Ideen für Kinder: Draußenspiele für kleine Wanderer*innen
Kinder lieben Aufgaben
Ab Grundschulalter freuen sich Kinder über Aufgaben und Herausforderungen: Begeistert spüren sie dann Wegweiser auf, folgen einer Fährte und legen dabei ganz nebenbei ein paar Kilometer zurück. Um die Spannung zu erhöhen, können sich die Eltern „verlaufen". Nun ist der Entdeckergeist der Kids gefragt, um die Familie wieder auf die richtige Route zu führen. Wenn am Ende der Wanderung ein Ziel lockt, umso besser.

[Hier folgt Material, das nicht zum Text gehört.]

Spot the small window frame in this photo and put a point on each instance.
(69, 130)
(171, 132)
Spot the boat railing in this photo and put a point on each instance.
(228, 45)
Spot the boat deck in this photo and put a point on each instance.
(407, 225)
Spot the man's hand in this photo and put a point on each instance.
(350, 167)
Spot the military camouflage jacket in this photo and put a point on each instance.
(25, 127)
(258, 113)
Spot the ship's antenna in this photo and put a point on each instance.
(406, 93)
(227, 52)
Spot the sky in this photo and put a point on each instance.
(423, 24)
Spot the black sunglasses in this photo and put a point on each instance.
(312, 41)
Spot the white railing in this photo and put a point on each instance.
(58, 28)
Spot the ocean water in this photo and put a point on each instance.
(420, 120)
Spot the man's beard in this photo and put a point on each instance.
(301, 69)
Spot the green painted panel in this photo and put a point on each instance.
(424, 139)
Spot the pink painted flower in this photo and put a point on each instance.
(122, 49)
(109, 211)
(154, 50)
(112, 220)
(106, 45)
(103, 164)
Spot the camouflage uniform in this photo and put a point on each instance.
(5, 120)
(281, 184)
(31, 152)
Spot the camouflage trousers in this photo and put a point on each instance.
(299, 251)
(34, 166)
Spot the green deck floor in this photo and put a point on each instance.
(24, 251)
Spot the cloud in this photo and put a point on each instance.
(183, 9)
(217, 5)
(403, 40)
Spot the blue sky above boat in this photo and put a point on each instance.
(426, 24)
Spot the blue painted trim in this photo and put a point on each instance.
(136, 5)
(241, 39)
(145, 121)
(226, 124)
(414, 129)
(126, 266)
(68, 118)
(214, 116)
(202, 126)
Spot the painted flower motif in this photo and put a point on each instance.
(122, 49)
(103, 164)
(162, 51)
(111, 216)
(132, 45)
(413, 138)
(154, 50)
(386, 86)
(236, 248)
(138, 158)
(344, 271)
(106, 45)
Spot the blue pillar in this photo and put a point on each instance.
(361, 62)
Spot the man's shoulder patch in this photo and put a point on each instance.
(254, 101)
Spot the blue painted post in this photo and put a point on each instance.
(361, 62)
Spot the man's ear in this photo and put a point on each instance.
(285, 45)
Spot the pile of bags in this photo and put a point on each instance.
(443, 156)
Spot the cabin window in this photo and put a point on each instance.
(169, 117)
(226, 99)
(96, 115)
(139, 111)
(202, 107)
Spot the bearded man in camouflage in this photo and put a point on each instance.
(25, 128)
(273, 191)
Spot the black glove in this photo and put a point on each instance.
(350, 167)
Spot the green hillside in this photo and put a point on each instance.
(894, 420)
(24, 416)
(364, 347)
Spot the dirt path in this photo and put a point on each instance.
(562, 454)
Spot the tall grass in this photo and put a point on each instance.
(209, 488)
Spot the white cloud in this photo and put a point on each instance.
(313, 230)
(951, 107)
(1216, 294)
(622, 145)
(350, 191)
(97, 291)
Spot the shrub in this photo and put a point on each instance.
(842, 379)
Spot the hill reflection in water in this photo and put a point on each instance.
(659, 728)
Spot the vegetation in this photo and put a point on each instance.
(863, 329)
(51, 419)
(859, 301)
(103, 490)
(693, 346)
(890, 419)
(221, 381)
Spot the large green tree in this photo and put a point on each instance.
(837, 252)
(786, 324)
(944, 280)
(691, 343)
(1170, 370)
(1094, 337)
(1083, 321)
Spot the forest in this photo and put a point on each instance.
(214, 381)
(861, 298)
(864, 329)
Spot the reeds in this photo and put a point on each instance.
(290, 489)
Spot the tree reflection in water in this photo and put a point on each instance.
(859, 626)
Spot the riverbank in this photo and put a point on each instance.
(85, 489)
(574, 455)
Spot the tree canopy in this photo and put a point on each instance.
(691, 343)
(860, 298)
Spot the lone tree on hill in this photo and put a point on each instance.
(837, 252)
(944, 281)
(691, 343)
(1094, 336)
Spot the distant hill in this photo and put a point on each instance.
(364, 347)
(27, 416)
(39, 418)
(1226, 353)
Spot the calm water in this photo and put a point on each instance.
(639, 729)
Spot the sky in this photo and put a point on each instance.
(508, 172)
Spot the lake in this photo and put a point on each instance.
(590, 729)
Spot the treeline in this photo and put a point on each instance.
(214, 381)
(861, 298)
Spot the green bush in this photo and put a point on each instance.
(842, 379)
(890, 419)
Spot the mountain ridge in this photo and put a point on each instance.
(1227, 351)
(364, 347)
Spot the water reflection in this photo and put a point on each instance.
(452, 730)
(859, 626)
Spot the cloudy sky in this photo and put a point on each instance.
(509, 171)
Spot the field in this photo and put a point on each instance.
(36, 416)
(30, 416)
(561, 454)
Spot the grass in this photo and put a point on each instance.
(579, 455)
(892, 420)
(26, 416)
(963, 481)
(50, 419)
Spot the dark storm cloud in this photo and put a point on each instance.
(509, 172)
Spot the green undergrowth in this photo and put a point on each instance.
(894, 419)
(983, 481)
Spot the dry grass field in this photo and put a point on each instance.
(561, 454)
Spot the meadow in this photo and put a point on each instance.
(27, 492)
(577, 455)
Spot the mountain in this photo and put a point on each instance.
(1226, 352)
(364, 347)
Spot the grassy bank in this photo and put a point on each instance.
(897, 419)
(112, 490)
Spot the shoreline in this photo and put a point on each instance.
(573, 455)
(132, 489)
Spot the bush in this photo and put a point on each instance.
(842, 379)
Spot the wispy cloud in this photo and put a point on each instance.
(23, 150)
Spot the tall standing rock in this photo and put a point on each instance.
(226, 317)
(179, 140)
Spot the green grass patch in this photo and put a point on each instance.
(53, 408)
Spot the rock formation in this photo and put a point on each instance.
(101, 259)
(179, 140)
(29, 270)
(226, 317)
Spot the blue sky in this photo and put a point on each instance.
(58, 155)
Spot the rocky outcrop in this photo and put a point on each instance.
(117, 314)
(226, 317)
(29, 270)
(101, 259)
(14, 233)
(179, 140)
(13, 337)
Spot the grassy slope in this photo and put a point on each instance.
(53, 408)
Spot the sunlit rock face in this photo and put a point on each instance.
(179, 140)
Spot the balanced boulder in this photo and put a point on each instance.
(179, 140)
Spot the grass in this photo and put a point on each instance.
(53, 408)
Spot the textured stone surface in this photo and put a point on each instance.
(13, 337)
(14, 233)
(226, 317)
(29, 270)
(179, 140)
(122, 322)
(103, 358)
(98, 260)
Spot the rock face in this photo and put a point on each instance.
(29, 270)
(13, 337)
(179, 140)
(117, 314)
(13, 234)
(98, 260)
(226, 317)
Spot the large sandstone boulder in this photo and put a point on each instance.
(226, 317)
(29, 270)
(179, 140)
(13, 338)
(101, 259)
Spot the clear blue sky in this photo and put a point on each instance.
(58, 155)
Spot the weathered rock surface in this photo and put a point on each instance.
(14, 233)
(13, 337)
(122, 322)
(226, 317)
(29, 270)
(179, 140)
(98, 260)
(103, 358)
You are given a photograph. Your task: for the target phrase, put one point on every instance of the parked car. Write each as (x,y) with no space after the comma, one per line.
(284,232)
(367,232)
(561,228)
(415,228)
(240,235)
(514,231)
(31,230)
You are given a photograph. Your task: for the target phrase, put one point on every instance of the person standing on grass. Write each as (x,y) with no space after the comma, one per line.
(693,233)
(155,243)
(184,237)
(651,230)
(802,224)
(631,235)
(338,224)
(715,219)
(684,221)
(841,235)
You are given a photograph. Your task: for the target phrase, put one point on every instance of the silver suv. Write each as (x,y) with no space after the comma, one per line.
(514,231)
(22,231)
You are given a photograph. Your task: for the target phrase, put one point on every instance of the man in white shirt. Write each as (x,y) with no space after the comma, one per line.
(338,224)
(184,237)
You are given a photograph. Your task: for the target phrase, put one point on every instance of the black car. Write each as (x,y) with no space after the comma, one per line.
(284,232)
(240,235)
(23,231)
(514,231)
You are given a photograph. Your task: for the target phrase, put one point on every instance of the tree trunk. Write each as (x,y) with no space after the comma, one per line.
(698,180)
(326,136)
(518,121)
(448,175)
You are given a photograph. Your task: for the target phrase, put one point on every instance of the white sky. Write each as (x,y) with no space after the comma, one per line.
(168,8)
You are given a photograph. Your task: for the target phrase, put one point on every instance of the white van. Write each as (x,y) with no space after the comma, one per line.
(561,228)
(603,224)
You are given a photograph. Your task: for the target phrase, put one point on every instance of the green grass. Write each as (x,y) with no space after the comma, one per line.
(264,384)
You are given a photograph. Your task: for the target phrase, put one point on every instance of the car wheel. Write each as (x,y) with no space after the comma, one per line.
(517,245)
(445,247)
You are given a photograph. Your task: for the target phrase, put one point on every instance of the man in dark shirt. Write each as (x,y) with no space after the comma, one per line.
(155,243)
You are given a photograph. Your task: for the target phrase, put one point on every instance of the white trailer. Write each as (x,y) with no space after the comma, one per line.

Das kann beispielsweise eine Burg sein, die ihr gemeinsam besichtigt, oder eine Gastwirtschaft mit Abenteuerspielplatz.
Um die Kleinen bei Laune zu halten, bieten sich zwischendurch kleine Highlights an. Beliebt ist alles, was mit Wasser zu tun hat: ein Bach oder ein See etwa. Hier lohnt es sich, eine Pause mit einem Picknick einzuplanen. Während die Kids damit beschäftigt sind, Staudämme zu bauen oder Wasserläufer zu fangen, können die Eltern eine Weile die Füße hochlegen.
Kinder sind Forscher*innen
Da eine Wanderung zugleich eine Entdeckungstour durch die Natur ist, solltest du ein paar Forscher-Utensilien einpacken. Dazu gehören vor allem:
- Lupe
- Taschenmesser
- Fernglas
- Vielleicht noch Kompass und Taschenlampe
Wer ein Bestimmungsbuch besitzt, kann das ebenfalls einstecken – und eine Menge unterwegs lernen. So lässt sich vor Ort sagen, welcher Vogel im Gebüsch singt und welcher Baum am Wegesrand wächst. Viele Kinder lieben es, Werkzeug und Fundsachen selbst zu tragen. Für diesen Zweck gibt es leichte Wanderrucksäcke speziell für Kinder, die notfalls von Mama oder Papa verstaut werden können.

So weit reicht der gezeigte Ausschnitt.